Who is to say how the reduced to clear range may change with the new system, perhaps more ranges won’t get reduced because they will be passed onto charities, but in that instance tesco really are wasting more food, sure it’s going to charities but when there are people who would buy just what they would eat without wasting it if it was reduced to a price they could afford then reform might need to be done to ensure everything gets reasonably reduced so more gets sold, because surely it’s better to sell than to simply pass the buck to charities to seem like nothing is getting wasted.
What Can You Do To Reduce Waste Yourself?

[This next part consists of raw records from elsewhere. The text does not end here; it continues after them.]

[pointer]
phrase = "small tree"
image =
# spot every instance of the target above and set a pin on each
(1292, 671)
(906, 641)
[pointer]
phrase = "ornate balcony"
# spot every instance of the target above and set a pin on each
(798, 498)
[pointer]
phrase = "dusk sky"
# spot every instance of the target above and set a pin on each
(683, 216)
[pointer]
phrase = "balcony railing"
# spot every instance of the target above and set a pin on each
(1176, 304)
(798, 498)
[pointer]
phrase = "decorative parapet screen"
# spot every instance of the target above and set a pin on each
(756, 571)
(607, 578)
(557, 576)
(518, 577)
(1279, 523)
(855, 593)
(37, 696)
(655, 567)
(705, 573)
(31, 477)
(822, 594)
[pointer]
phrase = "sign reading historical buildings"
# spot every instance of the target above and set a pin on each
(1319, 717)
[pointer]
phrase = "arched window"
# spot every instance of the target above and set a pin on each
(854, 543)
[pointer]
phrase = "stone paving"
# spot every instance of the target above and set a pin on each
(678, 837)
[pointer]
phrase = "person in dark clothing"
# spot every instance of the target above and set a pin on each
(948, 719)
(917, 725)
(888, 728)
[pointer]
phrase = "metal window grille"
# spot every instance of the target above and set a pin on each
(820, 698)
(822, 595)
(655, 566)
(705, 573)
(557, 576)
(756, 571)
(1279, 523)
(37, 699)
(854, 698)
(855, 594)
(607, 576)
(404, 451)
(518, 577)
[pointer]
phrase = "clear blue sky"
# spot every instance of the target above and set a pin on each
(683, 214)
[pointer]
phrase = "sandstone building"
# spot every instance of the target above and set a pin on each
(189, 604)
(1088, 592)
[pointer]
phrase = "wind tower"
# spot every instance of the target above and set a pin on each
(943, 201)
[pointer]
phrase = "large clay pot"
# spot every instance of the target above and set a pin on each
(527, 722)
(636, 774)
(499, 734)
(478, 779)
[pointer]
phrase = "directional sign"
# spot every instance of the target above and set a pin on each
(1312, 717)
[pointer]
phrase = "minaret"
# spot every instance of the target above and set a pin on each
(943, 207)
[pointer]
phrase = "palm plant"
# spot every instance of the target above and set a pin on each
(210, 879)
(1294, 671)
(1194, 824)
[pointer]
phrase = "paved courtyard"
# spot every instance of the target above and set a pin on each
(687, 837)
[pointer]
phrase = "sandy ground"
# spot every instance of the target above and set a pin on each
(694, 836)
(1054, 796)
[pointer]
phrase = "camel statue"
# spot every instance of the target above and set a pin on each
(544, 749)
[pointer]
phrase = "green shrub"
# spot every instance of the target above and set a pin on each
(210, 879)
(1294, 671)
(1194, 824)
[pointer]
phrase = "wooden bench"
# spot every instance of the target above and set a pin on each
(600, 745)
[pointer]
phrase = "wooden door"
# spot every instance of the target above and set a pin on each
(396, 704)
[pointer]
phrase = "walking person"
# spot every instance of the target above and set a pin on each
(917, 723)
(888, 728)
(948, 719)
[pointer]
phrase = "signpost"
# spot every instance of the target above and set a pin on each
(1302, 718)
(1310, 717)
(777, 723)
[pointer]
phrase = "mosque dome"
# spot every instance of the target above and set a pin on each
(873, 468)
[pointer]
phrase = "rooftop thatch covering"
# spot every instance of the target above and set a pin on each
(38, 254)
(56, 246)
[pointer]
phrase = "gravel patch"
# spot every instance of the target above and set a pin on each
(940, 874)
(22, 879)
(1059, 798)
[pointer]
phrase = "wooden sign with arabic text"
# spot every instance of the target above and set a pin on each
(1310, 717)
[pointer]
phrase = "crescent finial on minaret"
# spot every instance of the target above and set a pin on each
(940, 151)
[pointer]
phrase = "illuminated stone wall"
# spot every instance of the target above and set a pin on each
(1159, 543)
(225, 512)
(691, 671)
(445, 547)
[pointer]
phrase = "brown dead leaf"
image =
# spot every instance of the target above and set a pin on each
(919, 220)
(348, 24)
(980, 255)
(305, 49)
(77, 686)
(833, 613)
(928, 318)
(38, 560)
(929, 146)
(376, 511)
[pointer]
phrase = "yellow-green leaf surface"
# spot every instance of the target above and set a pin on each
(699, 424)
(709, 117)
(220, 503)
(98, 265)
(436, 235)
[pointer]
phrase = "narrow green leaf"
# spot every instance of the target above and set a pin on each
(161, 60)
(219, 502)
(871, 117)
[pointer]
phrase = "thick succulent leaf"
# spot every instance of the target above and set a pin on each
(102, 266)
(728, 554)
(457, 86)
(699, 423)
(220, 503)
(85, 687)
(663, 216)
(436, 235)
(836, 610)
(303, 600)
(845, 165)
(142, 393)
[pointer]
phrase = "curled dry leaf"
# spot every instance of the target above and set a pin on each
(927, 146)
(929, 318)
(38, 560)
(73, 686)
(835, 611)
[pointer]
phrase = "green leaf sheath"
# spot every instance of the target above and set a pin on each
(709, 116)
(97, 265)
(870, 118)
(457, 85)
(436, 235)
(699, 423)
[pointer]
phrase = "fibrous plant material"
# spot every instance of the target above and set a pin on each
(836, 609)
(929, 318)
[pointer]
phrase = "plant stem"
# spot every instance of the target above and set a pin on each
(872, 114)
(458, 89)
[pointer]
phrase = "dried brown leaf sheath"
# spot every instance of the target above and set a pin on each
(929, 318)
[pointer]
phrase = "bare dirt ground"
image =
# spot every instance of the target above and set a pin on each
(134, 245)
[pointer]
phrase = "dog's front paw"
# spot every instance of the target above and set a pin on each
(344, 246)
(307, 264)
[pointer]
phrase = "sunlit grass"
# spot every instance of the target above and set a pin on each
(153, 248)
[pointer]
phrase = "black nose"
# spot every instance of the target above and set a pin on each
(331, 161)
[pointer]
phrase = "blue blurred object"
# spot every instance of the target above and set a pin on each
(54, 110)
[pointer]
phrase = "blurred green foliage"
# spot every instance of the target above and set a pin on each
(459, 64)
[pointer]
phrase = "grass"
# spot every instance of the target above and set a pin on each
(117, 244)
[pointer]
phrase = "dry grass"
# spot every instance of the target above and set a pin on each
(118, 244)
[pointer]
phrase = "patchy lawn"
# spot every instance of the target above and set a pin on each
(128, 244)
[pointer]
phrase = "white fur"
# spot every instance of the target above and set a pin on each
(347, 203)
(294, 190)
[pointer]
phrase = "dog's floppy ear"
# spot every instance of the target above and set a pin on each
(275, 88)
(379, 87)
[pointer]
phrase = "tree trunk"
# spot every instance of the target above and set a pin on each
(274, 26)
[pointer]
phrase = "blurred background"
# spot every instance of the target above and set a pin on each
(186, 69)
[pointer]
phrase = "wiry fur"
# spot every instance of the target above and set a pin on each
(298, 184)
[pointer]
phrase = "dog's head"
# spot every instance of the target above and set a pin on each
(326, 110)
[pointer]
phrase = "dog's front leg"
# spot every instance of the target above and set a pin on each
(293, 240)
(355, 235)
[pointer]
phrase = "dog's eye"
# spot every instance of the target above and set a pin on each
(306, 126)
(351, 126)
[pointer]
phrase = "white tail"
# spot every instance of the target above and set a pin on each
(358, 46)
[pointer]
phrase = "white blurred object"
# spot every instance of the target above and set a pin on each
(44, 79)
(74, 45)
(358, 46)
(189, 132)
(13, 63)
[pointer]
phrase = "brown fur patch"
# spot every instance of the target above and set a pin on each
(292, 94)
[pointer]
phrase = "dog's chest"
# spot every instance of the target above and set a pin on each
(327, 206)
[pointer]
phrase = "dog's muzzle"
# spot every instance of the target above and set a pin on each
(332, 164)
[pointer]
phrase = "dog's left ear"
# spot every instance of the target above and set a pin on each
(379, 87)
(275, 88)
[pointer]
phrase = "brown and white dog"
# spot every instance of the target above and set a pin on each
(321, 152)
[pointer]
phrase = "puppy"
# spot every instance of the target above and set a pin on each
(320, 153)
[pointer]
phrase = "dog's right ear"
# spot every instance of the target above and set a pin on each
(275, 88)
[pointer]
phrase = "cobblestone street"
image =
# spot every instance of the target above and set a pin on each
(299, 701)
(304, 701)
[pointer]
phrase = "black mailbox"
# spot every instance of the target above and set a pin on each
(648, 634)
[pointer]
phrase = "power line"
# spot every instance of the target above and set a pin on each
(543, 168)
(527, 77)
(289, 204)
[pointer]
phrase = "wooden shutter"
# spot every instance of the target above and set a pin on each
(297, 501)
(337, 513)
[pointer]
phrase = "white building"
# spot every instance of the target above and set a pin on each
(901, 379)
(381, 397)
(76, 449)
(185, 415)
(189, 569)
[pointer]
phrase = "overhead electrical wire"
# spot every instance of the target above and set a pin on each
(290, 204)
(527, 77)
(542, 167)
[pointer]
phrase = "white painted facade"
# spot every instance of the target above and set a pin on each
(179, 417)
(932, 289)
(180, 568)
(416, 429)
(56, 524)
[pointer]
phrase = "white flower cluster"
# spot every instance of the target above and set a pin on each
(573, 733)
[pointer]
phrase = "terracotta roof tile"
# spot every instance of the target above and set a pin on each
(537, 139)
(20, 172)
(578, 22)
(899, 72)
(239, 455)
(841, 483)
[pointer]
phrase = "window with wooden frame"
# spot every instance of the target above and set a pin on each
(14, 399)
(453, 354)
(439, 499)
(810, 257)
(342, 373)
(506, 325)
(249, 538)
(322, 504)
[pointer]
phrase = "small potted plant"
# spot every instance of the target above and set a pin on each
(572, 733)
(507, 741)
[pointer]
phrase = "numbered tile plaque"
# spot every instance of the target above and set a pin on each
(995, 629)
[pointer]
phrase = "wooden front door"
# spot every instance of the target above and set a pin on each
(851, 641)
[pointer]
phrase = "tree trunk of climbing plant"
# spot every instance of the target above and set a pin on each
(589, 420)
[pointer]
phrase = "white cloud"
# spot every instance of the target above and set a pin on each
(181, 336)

The main reform which would need to occur is with yourself when you are shopping, if you are one of those wasting anything close to £60 of food every month you might want to think about what you are buying, do you need it, will you eat it? Will it go to waste? How much have you already got in your fridge going to waste? And if you’re reduced to clear shopping don’t take the entire shelf just because it is cheap, just take a few things some treats and some essentials and only what you know wont get wasted. Be kind and polite so other shoppers can also take advantage of the reductions, and in turn you might notice there are products left for you on other days too rather than a mad rush to grab everything in a sea of piranha munching your flesh if you put your arm in the section.
Other than that if you know you have some food which will be going to waste, cook it before it goes off, freeze it, or use a recipe to use it all up and enjoy the food you’ve purchased rather than throwing your money directly into the bin.